Et ceux qui ne veulent pas dévoiler leur visage?

Antonio Casilli se marre. «Sur Facebook, par exemple, celui qui refuse de se plier à l'injonction sociale de publier des photos, se dévoile en fait énormément. Vous déclarez ainsi n'avoir aucun plaisir à vous montrer, et donc une certaine approche de votre vie privée. Et puis, que vous le vouliez ou non, une photo apparaît : la silhouette qui s'affiche par défaut précise si vous êtes un homme ou une femme. Facebook est une redoutable machine à produire de l'identité.»

«Sur Twitter, n'importe quel type d'image est valable tant qu'on ne laisse pas l'image par défaut: l'œuf qui apparaît à la création du compte revient à dire qu'on n'est pas né sur le réseau social. Comme si on n'était pas actif et donc pas pris au sérieux» , relève Yann Leroux.

Thibaut Thomas va plus loin, voyant dans le refus de se dévoiler, la résurgence du rapport au corps, avec toute la symbolique qui va avec. L'exemple parfait, ce sont ceux qui optent pour une photo prise de dos, ou sous un angle tel qu'on ne les identifie pas: ils reconnaissent ainsi que la seule manière d'exister est de montrer leur corps, tout en voulant le préserver de peur de se faire voler leur identité.

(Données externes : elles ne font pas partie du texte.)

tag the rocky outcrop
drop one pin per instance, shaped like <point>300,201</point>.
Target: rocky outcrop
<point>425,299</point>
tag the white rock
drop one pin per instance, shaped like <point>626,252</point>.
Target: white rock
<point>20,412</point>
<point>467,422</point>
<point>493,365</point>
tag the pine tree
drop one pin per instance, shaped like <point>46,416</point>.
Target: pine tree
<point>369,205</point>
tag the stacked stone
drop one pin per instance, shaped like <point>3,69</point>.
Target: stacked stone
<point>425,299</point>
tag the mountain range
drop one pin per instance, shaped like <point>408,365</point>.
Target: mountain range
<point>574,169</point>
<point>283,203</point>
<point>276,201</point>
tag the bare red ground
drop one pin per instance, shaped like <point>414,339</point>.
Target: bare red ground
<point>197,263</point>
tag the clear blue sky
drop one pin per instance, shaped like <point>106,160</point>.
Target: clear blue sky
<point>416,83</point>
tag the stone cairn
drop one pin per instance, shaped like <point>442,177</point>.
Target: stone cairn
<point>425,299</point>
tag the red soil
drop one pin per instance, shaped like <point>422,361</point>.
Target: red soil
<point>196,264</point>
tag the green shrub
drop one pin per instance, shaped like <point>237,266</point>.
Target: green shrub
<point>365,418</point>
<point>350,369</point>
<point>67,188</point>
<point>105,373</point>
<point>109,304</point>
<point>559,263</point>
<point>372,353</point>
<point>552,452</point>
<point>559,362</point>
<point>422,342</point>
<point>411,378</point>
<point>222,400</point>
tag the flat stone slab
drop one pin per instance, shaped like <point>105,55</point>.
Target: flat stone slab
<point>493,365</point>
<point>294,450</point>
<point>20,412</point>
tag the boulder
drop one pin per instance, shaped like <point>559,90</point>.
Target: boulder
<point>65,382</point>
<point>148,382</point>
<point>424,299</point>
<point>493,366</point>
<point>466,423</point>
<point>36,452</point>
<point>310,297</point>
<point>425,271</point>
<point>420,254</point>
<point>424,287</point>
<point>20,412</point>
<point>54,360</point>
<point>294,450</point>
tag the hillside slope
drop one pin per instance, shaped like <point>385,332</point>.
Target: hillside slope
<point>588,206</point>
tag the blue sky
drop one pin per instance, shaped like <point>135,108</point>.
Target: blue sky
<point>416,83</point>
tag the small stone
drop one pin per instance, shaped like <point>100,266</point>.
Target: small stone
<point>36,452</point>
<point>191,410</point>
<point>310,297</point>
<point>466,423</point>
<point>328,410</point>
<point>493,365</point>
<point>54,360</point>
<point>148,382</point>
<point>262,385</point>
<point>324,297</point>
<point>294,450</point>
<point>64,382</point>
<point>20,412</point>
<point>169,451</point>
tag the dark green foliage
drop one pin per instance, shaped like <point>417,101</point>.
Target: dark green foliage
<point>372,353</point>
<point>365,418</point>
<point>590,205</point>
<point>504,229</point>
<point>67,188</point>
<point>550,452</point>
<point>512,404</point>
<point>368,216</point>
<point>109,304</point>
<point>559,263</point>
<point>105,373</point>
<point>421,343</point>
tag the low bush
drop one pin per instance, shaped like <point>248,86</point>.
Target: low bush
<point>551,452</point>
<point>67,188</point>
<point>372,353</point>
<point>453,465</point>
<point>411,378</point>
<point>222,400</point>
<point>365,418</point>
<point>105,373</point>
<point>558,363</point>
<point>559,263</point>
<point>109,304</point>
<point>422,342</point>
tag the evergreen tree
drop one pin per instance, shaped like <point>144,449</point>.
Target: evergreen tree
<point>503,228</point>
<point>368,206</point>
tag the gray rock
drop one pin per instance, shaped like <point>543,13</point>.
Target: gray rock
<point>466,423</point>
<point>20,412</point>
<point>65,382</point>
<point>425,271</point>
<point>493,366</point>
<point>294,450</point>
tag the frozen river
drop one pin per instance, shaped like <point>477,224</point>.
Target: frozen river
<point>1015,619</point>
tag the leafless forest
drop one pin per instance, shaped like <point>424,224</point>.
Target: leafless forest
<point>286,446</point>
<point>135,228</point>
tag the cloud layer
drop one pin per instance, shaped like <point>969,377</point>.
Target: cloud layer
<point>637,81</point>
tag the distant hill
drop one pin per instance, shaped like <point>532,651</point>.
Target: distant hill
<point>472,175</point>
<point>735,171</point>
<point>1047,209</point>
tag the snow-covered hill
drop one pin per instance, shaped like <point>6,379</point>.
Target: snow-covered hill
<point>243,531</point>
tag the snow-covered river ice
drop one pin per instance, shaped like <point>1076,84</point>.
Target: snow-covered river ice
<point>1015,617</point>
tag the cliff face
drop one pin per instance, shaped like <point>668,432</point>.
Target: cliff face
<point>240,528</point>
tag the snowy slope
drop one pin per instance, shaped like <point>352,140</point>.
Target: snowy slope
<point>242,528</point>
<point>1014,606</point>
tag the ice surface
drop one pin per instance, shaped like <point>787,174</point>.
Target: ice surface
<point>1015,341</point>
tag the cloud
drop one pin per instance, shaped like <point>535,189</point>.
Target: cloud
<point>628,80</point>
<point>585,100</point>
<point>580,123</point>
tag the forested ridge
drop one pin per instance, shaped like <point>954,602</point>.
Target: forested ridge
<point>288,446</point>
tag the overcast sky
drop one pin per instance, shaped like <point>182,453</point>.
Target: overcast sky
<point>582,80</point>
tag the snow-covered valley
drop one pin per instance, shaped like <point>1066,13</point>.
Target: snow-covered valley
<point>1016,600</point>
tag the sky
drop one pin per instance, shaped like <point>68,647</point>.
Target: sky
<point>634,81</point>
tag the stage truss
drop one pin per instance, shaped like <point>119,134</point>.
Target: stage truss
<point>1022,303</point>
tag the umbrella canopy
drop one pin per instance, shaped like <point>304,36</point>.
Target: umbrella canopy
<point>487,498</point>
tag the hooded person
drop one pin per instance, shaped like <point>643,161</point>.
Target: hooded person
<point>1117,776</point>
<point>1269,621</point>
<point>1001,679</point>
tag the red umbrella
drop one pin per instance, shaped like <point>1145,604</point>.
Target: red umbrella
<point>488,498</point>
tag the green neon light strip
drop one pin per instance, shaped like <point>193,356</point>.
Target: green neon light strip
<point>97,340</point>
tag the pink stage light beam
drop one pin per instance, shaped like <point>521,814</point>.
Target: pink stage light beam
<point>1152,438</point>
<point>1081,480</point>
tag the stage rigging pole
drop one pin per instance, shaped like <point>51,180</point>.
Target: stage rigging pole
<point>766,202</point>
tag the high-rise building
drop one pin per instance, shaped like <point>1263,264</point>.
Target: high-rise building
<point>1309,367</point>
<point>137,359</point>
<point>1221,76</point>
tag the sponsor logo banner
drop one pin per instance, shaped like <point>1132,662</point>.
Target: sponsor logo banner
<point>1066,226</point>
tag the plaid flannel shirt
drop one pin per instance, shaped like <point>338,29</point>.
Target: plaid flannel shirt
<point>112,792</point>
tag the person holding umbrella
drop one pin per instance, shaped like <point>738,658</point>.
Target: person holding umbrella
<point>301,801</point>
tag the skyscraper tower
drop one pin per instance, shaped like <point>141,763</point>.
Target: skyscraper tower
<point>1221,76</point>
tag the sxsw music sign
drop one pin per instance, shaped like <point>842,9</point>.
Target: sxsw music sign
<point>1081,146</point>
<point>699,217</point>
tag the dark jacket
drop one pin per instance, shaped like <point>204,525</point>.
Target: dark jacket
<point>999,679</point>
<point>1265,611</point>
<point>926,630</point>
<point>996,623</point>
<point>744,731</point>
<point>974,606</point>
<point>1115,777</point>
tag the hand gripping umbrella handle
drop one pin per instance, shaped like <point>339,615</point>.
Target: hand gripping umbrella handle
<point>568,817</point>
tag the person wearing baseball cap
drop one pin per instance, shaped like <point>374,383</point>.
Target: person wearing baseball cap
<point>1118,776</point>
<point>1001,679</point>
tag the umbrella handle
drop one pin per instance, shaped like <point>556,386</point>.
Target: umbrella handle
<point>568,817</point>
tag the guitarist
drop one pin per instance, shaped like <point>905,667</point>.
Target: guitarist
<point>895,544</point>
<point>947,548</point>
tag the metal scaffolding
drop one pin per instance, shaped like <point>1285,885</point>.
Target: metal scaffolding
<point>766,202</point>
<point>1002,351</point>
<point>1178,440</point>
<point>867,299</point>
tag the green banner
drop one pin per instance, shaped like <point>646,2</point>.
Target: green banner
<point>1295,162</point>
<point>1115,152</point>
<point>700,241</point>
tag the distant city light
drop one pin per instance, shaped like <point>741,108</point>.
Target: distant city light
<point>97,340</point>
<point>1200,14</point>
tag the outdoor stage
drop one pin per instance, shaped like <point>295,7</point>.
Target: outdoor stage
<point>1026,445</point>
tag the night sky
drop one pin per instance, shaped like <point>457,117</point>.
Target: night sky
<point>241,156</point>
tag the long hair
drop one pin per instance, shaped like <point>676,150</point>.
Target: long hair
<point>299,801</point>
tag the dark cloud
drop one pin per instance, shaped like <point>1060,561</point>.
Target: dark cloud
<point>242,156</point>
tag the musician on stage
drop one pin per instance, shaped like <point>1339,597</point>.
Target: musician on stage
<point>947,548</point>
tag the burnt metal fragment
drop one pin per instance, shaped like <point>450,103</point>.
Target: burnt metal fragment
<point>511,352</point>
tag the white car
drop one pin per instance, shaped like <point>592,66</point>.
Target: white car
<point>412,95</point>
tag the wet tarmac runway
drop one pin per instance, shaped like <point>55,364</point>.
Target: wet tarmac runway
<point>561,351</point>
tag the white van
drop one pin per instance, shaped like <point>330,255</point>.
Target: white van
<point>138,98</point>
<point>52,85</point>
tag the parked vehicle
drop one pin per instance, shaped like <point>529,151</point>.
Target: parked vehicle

Que penser des adeptes de photos d'animaux ou de célébrités?

«Tout le monde connaît le pouvoir des images et leurs qualités symboliques. On anticipe donc parfaitement l'effet que telle ou telle photo va produire sur les autres.» Ainsi, on n'envoie pas le même signal en affichant la tête de James Dean ou celle de Kojak. Dans le premier cas, on veut se donner l'image d'un jeune rebelle, plutôt beau gosse. Dans le deuxième cas, on pense détective, avec un faux air de grand justicier des années 70.

De la même manière, on fait très bien la différence entre un chat et un crocodile. Entre un écureuil et une pieuvre. L'un est doux et attachant, l'autre avec ses tentacules veut tout maîtriser.